"La Grande Guerre" est l'une des œuvres du cycle consacrée au caché et au visible, ainsi qu'au célèbre "Le fils de l'homme" et "L'homme au chapeau melon", créé le même 1964. Ces œuvres surréalistes de Magritte offrent au spectateur une variété d'interprétations basées à la fois sur le contenu des œuvres et sur leurs titres, qui jouent le rôle d'une sorte de clés pour déchiffrer les mystères de l'artiste.
Dans le tableau, nous voyons une femme riche, vêtue d'une élégante robe blanche, debout devant un mur de briques sur fond de l'océan. En utilisant une technique souvent trouvée dans son travail, Magritte place un objet plus petit devant un plus grand, masquant une partie de l'objet en arrière-plan. Dans cette œuvre, Magritte place un bouquet de lilas devant le visage d'une femme, cachant son identité au spectateur, faisant ainsi se demander si ses vêtements coûteux, un sac à main exquis décoré de perles et de broderies, un chapeau à plumes, un parasol élaboré sont plus importants que son visage?

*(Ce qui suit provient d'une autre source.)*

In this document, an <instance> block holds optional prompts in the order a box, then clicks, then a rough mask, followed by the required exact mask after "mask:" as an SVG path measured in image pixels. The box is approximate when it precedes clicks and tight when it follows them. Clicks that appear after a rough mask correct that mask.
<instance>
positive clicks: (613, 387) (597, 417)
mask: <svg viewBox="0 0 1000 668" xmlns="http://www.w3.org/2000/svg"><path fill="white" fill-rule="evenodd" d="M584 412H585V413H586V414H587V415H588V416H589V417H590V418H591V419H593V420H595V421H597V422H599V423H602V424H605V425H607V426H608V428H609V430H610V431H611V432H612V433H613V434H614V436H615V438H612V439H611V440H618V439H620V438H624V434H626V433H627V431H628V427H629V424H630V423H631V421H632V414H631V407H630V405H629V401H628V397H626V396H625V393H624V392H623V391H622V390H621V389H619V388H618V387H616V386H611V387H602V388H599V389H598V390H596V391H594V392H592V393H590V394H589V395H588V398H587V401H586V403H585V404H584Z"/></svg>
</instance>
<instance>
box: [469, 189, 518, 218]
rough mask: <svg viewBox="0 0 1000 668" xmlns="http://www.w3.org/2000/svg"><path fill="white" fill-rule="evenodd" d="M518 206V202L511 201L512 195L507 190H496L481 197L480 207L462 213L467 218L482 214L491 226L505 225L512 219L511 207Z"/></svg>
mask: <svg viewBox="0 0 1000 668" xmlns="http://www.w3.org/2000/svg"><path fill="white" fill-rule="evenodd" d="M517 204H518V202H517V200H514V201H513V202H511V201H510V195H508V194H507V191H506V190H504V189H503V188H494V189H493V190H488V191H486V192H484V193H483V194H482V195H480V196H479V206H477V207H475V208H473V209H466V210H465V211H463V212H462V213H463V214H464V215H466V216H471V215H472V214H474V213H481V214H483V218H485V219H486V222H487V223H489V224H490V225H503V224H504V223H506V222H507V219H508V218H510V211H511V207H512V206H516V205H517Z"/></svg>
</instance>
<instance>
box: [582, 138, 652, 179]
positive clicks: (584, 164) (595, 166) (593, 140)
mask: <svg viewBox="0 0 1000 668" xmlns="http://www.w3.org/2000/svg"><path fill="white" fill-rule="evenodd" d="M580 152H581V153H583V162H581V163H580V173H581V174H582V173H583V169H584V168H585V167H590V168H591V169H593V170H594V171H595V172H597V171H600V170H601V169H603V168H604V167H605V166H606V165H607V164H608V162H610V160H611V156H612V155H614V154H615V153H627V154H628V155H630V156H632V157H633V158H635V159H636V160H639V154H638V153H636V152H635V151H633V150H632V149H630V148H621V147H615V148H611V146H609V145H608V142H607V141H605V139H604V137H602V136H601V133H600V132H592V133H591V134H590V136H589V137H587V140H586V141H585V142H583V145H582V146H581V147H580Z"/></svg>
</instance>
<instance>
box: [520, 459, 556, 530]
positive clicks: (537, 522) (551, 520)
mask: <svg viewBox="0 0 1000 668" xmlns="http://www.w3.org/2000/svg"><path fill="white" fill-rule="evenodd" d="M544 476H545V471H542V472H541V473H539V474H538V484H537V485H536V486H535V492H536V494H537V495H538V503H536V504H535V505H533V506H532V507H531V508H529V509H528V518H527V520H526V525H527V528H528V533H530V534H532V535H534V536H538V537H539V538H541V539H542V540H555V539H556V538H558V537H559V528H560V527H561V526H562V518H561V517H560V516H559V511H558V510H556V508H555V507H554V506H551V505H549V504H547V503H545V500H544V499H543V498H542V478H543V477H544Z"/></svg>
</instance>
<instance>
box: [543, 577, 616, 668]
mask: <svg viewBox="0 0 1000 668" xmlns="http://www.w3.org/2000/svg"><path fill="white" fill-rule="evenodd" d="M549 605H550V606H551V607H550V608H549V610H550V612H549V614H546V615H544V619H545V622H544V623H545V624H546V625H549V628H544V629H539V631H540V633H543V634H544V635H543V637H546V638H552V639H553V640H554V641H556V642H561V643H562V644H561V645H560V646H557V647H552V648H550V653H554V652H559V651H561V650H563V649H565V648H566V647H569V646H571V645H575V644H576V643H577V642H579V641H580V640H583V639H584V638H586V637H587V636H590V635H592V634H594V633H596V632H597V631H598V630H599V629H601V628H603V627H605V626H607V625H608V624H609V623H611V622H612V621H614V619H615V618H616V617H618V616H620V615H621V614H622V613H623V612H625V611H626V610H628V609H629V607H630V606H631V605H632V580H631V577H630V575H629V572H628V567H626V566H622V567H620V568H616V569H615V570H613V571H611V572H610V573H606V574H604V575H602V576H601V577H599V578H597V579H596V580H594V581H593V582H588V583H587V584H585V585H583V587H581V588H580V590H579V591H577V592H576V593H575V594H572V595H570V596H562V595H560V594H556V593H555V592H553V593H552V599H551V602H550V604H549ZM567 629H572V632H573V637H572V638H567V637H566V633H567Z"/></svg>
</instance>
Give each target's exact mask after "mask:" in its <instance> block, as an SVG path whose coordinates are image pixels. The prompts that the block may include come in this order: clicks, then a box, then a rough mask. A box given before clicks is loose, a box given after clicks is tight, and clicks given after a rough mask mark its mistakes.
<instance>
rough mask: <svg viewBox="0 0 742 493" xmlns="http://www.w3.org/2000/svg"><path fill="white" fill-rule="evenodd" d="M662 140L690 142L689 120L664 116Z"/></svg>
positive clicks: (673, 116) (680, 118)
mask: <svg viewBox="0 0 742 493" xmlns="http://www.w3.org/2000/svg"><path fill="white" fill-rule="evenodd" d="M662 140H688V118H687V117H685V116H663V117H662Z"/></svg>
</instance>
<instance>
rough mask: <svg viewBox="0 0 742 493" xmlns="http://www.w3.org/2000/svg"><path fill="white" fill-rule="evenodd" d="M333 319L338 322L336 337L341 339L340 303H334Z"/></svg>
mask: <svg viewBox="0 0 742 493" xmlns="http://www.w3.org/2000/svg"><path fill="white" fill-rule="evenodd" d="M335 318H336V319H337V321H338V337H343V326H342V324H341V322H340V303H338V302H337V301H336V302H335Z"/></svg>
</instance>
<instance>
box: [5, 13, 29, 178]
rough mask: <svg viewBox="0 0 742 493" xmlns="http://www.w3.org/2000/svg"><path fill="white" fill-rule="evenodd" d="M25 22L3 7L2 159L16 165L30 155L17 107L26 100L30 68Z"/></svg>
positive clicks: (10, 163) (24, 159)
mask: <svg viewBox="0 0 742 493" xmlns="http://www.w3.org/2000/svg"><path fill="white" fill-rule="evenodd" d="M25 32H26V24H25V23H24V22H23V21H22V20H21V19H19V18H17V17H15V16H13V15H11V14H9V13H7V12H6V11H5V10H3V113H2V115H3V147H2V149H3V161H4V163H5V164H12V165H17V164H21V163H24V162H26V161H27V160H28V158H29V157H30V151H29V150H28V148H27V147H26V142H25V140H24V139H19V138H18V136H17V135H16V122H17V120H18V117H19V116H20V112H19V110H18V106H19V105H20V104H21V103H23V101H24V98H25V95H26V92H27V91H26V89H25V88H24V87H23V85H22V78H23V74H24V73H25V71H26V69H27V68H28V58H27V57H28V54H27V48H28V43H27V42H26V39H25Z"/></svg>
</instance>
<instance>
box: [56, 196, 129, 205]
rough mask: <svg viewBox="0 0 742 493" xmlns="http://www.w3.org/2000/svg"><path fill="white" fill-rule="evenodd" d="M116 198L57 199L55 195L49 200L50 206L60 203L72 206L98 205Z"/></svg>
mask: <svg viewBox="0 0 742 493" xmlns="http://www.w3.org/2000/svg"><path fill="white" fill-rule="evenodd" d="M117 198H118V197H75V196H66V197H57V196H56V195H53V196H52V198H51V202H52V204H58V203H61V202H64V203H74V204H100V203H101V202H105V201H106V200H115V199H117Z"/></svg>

Le critique d'art Patrick Waldberg, proche des surréalistes, cite Magritte comme disant: «L'intéressant dans ces peintures est la présence du visible ouvert et du visible caché qui soudainement fait irruption dans notre conscience, qui dans la nature ne sont jamais séparés de chacun. autre. Le visible cache toujours un autre visible derrière lui. Mes peintures révèlent simplement cet état de fait de manière directe et inattendue. Entre ce que le monde nous offre comme visible, et ce que ce donné visible en dessous cache, se joue une certaine action. Cette action est visible, et c'est comme une lutte, et par conséquent le nom «Grande Guerre» reproduit son contenu avec suffisamment de précision ».
Si le tableau représentant une femme est moins connu que l'œuvre associée "Le Fils de l'homme", ses interprétations sont tout aussi variées. Le nom «La Grande Guerre» fait évidemment référence aux événements sanglants du XXe siècle: cachant le visage d'une femme avec un beau bouquet, l'artiste semble laisser entendre que le visage de la guerre peut être bien plus monstrueux que sa robe, tissée de promesses et espoirs trompeurs, et la guerre elle-même est une violence impersonnelle qui détruit le mode de vie habituel et les destinées humaines.
La tenue de femme joue également un rôle important dans la compréhension de ce travail: lorsqu'un soldat meurt au front, fiancé à une fille, elle reste, en fait, une éternelle épouse, une veuve en blanc. Un bouquet de violettes - symbole d'innocence et de tendresse, comme un bouquet de mariée - renforce cette impression. Cachant le visage, ce bouquet semble cacher le chagrin et le deuil aux regards indiscrets, ne laissant qu'un rappel symbolique de ce que la guerre peut priver. Nous ne savons rien de cette femme, ni de l'homme à qui elle a été promise - seulement de ce qui leur est arrivé.
Le nom même des fleurs violettes (viollette - fr.) Fait allusion associative à la violence (viol, violence - fr.), Qui est la guerre et qui, apparemment, a séparé à jamais les amoureux. Magritte a écrit ce travail trois ans avant sa mort, en tant qu'homme d'âge moyen qui avait survécu aux horreurs de deux guerres mondiales.
Peut-être que l'artiste a exprimé son chagrin à propos de ces événements en représentant métaphoriquement une mariée avec un bouquet de mariée déjà inutile, condamnée à rester dans une robe de mariée blanche, seule sur une jetée le long de la mer déserte.